Friday, January 31, 2014

A possible candidate for the saha-islanders

In my last post I remarked on the word saha, apparently meaning "island" in the names of some islands just north of the mouth of the Tumen river.  As far as I can tell, this is not a word in a known language of the area.

In this post, I will propose two possible candidate ethnic groups for the speakers of that language. The following text is a Manchu-language description of groups of people called Fiyaka and Kiyakara who brought tribute to the Qing:
fiyaka, fiyaka sunggari ulai dergi ergi ten i bade bi, mederi tun i jakarame son son i tembi. nimaha butame gurgu buthašame banjimbi. hahasi hehesi gemu indahūn sukū be etuku arafi etumbi. juwari forgon de nimaha sukū i arambi. banin doksin becunure de amuran. tucire dosire de kemuni jeyengge agūra gaifi yabumbi. aniyadari seke jafambi.
kiyakara, kiyakara huncun mederi, jai fucin yose i jergi birai biturame son son i tembi. haha hehe gemu ferten de muheren etufi jurhun isire menggun teišun i araha niyalma be miyamigan obume tuhebumbi. hahasi buhū i sukū be mahala arambi. bosoi etuku etumbi. bethe niohušulembi. hehesi funiyehe be tuhebume, sifikū sifirakū, adasun de halai hacin i šeoleme wangnambi. boo ūlen jahūdai weihu be gemu alan i weilembi. ese asu baitalame bahanarakū. nimaha šakarame gurgušeme banjimbi. banitai heolen sula iktambume asaraha hacin akū. ceni ba i ici gisurere be kiyakaratambi sembi. aniyadari seke jafambi.
"The Fiyaka. The Fiyaka are in the high places on the east side of the Sunggari river. They are scattered along the island(s) of the sea. They make their living fishing and hunting. Men and women all make and wear clothing of dog skins. In the summer they make them from fish skins. By nature they are cruel and they love to fight. When they are out and about they walk carrying bladed spears. Every year they bring sable as tribute.
"The Kiyakara. The Kiyakara are scattered along the Hunchun Sea, and along such rivers as Fucin and Yose. The men and women all wear rings in their noses, and hang figurines as ornaments made of silver and copper as much as an inch long. The men make hats from deerskin, wear cloth, and go barefoot. The women let their hair down, and do not wear hairpins. They embroider their lapels with all kinds of different designs. They make every kind of house and boat from birch bark. They do not know how to use nets. They make their living by spearing fish and hunting. They are naturally lazy and idle, and do not customarily accumulate and set aside stores. The speech of their land is called kiyakaratambi. Every year they bring sable as tribute."
The Fiyaka and Kiyakara occupied similar territories, as far as I can tell. Both groups are now said to have been Tungusic, but I think the evidence for this is based largely on the fact that Tungusic speakers are known to have lived in the areas they inhabited. The same section of the tribute records also mentions Nanai (heje) and Udeghe (nadan hala), as well as non-Tungusic Ainu (guye or kuye) and Nivkh (kilen).

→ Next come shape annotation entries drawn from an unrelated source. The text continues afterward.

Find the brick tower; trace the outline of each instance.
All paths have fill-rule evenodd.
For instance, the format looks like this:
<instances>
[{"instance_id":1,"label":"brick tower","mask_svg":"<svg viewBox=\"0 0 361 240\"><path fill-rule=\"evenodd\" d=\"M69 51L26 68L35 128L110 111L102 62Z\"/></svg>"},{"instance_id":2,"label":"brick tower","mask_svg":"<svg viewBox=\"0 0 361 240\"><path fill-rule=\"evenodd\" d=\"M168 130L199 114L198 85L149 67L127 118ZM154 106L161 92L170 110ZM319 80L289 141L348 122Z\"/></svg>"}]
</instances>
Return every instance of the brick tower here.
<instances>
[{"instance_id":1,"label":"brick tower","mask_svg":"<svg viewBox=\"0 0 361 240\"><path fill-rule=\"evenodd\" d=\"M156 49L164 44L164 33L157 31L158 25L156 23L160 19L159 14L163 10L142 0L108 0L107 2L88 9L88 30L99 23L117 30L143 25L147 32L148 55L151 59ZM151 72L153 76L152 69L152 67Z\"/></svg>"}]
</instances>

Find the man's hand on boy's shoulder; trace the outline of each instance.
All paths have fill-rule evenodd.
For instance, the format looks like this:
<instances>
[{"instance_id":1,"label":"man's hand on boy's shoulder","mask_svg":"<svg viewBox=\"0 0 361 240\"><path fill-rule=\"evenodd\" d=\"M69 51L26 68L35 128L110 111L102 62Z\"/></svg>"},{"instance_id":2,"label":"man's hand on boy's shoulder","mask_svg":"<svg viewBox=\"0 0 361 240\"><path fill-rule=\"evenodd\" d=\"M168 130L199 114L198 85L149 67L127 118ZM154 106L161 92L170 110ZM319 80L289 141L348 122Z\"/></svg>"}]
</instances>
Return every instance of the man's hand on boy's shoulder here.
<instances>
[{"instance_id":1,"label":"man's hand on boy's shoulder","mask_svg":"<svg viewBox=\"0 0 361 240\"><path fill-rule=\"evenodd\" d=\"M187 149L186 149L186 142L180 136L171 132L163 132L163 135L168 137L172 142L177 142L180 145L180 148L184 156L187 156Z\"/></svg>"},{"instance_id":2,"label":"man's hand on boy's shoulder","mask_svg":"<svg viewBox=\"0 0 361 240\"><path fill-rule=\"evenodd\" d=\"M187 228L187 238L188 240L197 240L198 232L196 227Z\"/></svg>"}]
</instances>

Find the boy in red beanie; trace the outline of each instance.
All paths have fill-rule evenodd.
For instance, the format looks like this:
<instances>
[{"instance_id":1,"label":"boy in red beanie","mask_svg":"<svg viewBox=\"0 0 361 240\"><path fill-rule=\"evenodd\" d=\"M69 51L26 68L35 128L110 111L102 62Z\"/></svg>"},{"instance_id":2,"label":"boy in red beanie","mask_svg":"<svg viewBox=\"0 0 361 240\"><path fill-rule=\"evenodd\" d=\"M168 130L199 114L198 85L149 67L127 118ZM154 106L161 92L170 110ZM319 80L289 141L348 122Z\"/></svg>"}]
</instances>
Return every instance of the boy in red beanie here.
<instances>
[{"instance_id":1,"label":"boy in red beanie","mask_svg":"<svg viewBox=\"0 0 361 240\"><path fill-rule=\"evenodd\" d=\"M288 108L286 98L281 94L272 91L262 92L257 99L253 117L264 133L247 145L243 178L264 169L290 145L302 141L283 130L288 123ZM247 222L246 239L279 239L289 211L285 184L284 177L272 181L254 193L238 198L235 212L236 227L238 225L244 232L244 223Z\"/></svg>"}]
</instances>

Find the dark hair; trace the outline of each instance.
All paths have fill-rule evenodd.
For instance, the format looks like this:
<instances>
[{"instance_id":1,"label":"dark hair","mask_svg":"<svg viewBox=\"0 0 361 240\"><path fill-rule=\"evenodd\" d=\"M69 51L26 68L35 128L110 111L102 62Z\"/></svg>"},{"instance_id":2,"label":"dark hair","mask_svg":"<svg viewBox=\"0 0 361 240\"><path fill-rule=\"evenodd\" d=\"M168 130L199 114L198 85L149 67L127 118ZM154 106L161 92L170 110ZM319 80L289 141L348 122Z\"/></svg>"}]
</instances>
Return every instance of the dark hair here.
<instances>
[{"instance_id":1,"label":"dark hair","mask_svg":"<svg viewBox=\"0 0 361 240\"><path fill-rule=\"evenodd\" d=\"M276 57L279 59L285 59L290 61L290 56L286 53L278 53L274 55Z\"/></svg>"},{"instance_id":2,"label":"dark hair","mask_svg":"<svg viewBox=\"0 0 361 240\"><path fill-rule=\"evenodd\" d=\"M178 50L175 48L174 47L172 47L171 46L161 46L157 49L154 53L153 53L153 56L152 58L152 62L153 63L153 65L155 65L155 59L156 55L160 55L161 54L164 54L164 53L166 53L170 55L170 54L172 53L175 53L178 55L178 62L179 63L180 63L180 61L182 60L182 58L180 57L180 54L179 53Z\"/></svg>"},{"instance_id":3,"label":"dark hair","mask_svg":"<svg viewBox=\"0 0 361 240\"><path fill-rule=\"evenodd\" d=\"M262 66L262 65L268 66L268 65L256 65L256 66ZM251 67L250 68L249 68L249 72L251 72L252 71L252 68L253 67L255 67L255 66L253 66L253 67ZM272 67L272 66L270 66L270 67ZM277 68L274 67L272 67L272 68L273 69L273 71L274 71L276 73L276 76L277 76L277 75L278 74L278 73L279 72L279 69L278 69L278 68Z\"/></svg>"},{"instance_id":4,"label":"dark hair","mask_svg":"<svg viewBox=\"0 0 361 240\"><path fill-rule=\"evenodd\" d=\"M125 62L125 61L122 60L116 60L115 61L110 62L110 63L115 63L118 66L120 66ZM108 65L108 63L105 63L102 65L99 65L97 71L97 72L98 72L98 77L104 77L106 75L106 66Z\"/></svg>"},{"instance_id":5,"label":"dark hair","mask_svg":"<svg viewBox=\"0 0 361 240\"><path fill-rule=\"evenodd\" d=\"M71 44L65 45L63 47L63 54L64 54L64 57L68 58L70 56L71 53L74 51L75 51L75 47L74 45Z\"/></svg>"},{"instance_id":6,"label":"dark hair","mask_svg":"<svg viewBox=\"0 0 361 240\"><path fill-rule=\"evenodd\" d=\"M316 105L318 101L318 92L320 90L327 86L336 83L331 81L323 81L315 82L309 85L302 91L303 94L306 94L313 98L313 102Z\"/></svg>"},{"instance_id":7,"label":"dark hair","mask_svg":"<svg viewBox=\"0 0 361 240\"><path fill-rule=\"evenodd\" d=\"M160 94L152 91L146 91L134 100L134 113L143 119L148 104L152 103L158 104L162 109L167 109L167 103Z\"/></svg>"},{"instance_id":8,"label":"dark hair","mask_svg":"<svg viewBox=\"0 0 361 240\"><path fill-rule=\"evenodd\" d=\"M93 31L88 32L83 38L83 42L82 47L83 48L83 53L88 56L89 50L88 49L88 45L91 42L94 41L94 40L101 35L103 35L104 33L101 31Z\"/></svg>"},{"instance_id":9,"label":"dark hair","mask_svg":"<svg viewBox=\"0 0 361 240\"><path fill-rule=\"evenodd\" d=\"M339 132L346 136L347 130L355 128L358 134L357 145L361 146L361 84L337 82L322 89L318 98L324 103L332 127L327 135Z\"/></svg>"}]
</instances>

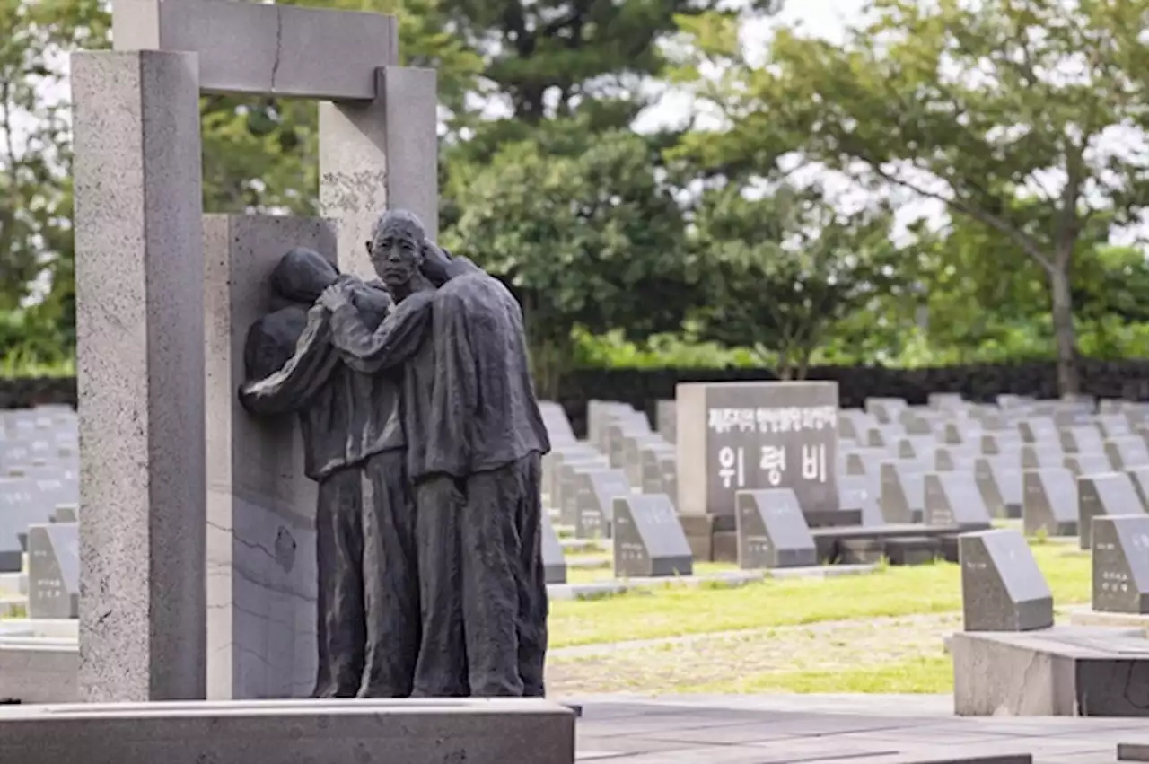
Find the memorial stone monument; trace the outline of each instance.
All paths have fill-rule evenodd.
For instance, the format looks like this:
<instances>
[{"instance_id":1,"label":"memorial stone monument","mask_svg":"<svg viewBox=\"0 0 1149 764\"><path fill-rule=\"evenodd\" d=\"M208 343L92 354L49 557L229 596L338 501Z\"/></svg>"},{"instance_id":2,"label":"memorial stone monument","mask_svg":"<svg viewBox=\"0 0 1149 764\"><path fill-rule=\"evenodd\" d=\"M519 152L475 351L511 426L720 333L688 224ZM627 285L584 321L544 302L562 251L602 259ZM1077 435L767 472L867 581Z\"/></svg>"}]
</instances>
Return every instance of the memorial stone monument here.
<instances>
[{"instance_id":1,"label":"memorial stone monument","mask_svg":"<svg viewBox=\"0 0 1149 764\"><path fill-rule=\"evenodd\" d=\"M114 11L115 52L71 60L79 429L95 455L80 476L80 695L303 694L314 494L269 489L298 474L298 443L236 403L237 348L300 225L362 275L380 209L433 232L434 72L396 65L390 16L217 0ZM329 219L233 216L205 237L203 93L321 101ZM290 548L279 578L261 578L264 550Z\"/></svg>"}]
</instances>

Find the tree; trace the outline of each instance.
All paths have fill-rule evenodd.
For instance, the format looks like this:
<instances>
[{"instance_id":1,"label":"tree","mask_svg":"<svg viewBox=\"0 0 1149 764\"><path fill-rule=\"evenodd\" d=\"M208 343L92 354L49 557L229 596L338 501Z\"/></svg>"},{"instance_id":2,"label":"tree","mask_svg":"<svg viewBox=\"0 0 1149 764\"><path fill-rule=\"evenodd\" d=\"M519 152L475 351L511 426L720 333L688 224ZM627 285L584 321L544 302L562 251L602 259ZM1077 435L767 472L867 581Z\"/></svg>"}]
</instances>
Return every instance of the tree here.
<instances>
[{"instance_id":1,"label":"tree","mask_svg":"<svg viewBox=\"0 0 1149 764\"><path fill-rule=\"evenodd\" d=\"M804 379L834 325L889 288L890 224L887 209L845 214L816 191L709 192L695 215L704 335L770 350L780 379Z\"/></svg>"},{"instance_id":2,"label":"tree","mask_svg":"<svg viewBox=\"0 0 1149 764\"><path fill-rule=\"evenodd\" d=\"M1138 132L1149 126L1139 39L1149 0L876 0L870 10L842 46L779 31L765 65L741 57L725 22L688 23L697 59L681 74L730 121L688 149L762 171L801 152L995 231L1042 269L1059 386L1077 392L1078 240L1100 217L1132 223L1149 196ZM703 82L701 59L732 67ZM1115 148L1115 137L1141 148Z\"/></svg>"},{"instance_id":3,"label":"tree","mask_svg":"<svg viewBox=\"0 0 1149 764\"><path fill-rule=\"evenodd\" d=\"M609 132L574 155L511 144L466 170L444 239L522 303L540 395L556 394L576 325L645 338L681 324L695 295L681 215L642 138Z\"/></svg>"}]
</instances>

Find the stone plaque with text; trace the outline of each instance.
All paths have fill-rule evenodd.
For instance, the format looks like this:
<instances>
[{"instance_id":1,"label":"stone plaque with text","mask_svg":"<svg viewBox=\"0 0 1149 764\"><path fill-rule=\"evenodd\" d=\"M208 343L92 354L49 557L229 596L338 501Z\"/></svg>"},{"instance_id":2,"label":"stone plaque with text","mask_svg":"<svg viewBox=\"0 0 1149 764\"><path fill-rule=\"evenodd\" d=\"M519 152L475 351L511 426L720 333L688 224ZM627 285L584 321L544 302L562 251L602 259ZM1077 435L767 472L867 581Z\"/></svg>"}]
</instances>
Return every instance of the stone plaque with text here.
<instances>
[{"instance_id":1,"label":"stone plaque with text","mask_svg":"<svg viewBox=\"0 0 1149 764\"><path fill-rule=\"evenodd\" d=\"M676 400L684 515L733 515L734 495L758 488L838 509L836 383L686 383Z\"/></svg>"}]
</instances>

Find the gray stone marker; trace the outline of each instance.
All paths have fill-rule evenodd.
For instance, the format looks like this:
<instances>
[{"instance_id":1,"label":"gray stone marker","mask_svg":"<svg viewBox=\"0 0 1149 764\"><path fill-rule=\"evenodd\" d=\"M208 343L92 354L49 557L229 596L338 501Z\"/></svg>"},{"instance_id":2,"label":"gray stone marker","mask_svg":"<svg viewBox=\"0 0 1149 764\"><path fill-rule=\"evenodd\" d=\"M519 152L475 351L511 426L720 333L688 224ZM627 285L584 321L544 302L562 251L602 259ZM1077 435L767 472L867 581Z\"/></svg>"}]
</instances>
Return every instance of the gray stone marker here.
<instances>
[{"instance_id":1,"label":"gray stone marker","mask_svg":"<svg viewBox=\"0 0 1149 764\"><path fill-rule=\"evenodd\" d=\"M737 517L742 570L818 564L813 537L792 489L739 491Z\"/></svg>"},{"instance_id":2,"label":"gray stone marker","mask_svg":"<svg viewBox=\"0 0 1149 764\"><path fill-rule=\"evenodd\" d=\"M1082 474L1103 474L1112 472L1113 465L1103 453L1066 454L1065 469L1073 473L1073 477Z\"/></svg>"},{"instance_id":3,"label":"gray stone marker","mask_svg":"<svg viewBox=\"0 0 1149 764\"><path fill-rule=\"evenodd\" d=\"M1046 441L1040 446L1026 443L1021 446L1021 469L1038 470L1047 466L1065 466L1065 452L1055 442Z\"/></svg>"},{"instance_id":4,"label":"gray stone marker","mask_svg":"<svg viewBox=\"0 0 1149 764\"><path fill-rule=\"evenodd\" d=\"M666 442L678 442L678 412L674 401L658 401L655 408L655 430Z\"/></svg>"},{"instance_id":5,"label":"gray stone marker","mask_svg":"<svg viewBox=\"0 0 1149 764\"><path fill-rule=\"evenodd\" d=\"M967 632L1024 632L1054 625L1054 595L1017 531L958 539L962 616Z\"/></svg>"},{"instance_id":6,"label":"gray stone marker","mask_svg":"<svg viewBox=\"0 0 1149 764\"><path fill-rule=\"evenodd\" d=\"M1088 549L1093 518L1105 515L1143 515L1144 506L1133 480L1125 472L1078 478L1078 543Z\"/></svg>"},{"instance_id":7,"label":"gray stone marker","mask_svg":"<svg viewBox=\"0 0 1149 764\"><path fill-rule=\"evenodd\" d=\"M691 545L669 496L616 497L614 516L615 576L689 576L694 571Z\"/></svg>"},{"instance_id":8,"label":"gray stone marker","mask_svg":"<svg viewBox=\"0 0 1149 764\"><path fill-rule=\"evenodd\" d=\"M1149 447L1140 435L1117 435L1105 441L1105 456L1115 470L1149 466Z\"/></svg>"},{"instance_id":9,"label":"gray stone marker","mask_svg":"<svg viewBox=\"0 0 1149 764\"><path fill-rule=\"evenodd\" d=\"M71 88L77 392L90 455L80 477L80 696L203 699L198 59L75 53Z\"/></svg>"},{"instance_id":10,"label":"gray stone marker","mask_svg":"<svg viewBox=\"0 0 1149 764\"><path fill-rule=\"evenodd\" d=\"M680 384L677 410L684 515L733 515L735 493L757 488L838 509L836 383Z\"/></svg>"},{"instance_id":11,"label":"gray stone marker","mask_svg":"<svg viewBox=\"0 0 1149 764\"><path fill-rule=\"evenodd\" d=\"M1021 516L1021 470L1008 455L982 456L974 462L973 478L994 517Z\"/></svg>"},{"instance_id":12,"label":"gray stone marker","mask_svg":"<svg viewBox=\"0 0 1149 764\"><path fill-rule=\"evenodd\" d=\"M558 542L550 516L546 512L542 514L542 569L547 584L566 582L566 555L563 554L563 545Z\"/></svg>"},{"instance_id":13,"label":"gray stone marker","mask_svg":"<svg viewBox=\"0 0 1149 764\"><path fill-rule=\"evenodd\" d=\"M982 530L993 522L970 472L927 472L924 492L926 525Z\"/></svg>"},{"instance_id":14,"label":"gray stone marker","mask_svg":"<svg viewBox=\"0 0 1149 764\"><path fill-rule=\"evenodd\" d=\"M1065 468L1026 470L1021 477L1021 525L1026 535L1077 535L1077 479Z\"/></svg>"},{"instance_id":15,"label":"gray stone marker","mask_svg":"<svg viewBox=\"0 0 1149 764\"><path fill-rule=\"evenodd\" d=\"M29 618L79 617L79 526L32 525L28 530Z\"/></svg>"},{"instance_id":16,"label":"gray stone marker","mask_svg":"<svg viewBox=\"0 0 1149 764\"><path fill-rule=\"evenodd\" d=\"M1101 430L1093 424L1062 427L1061 438L1062 448L1067 454L1098 454L1105 450L1105 441L1101 438Z\"/></svg>"},{"instance_id":17,"label":"gray stone marker","mask_svg":"<svg viewBox=\"0 0 1149 764\"><path fill-rule=\"evenodd\" d=\"M1093 518L1093 609L1149 613L1149 515Z\"/></svg>"},{"instance_id":18,"label":"gray stone marker","mask_svg":"<svg viewBox=\"0 0 1149 764\"><path fill-rule=\"evenodd\" d=\"M862 512L862 525L878 526L886 522L878 506L879 486L863 474L838 477L838 503L842 510L857 509Z\"/></svg>"},{"instance_id":19,"label":"gray stone marker","mask_svg":"<svg viewBox=\"0 0 1149 764\"><path fill-rule=\"evenodd\" d=\"M609 539L614 530L615 500L630 495L631 483L622 470L578 470L574 474L574 535Z\"/></svg>"},{"instance_id":20,"label":"gray stone marker","mask_svg":"<svg viewBox=\"0 0 1149 764\"><path fill-rule=\"evenodd\" d=\"M921 462L897 461L881 465L881 516L887 523L920 522L925 511L926 465Z\"/></svg>"}]
</instances>

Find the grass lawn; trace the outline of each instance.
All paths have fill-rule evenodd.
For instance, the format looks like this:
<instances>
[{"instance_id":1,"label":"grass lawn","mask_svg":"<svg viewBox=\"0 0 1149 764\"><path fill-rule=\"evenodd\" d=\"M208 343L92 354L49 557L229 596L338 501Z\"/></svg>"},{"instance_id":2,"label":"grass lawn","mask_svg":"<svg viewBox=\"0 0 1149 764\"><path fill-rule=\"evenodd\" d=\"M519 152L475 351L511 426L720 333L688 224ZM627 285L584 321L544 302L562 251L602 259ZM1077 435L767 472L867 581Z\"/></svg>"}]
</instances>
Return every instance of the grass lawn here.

Thursday, January 30, 2014

In what language does saha mean "island"?

This evening, I have been poring over Danville's beautiful 18th century map of Korea and Manchuria, looking at the tangled area where Korean toponyms give way to Manchu/Jurchen (and other non-Korean) toponyms.

I started out hunting for two places called (in Manchu) ehe kuren and gūnaka kuren, which I expect to find on Danville's map with a spelling like *eghe couren, *counaca couren. I have not found them yet, but I have found something else that is interesting.

All along the Korean coast, small islands are given names ending in tao, which no doubt corresponds to Chinese 島, "island" (Mandarin dǎo).

Some Korean islands with names ending in "tao"

Along the Japanese coast, of course, we have small islands whose names end in sima, corresponding to the Japanese word shima, "island".

Some Japanese islands with names ending in "sima"

But at the mouth of the Tumen river, there is something I did not expect. Some of the islands have names ending in toun, which must be Manchu tun, "island", and some have names in loun, which I am certain is a scribal error for toun. But others have names in saba and saha, which I don't recognize.

A mix of islands with names ending in "toun/loun" and "saba/saha"

I expect saha is a scribal error for saba, because I see the same error in the name of one of the tributaries of the Tumen, called Cahari at one point and Cabari at another. It is more likely that the correct form is saba because intervocalic -h- is rare in these place names, being usually represented by -kh- or -gh-. But in what language does saba mean island?

Note 3 February 2014: It turns out I was wrong. The word is saha, as I note in a later post. I've corrected the remainder of this post.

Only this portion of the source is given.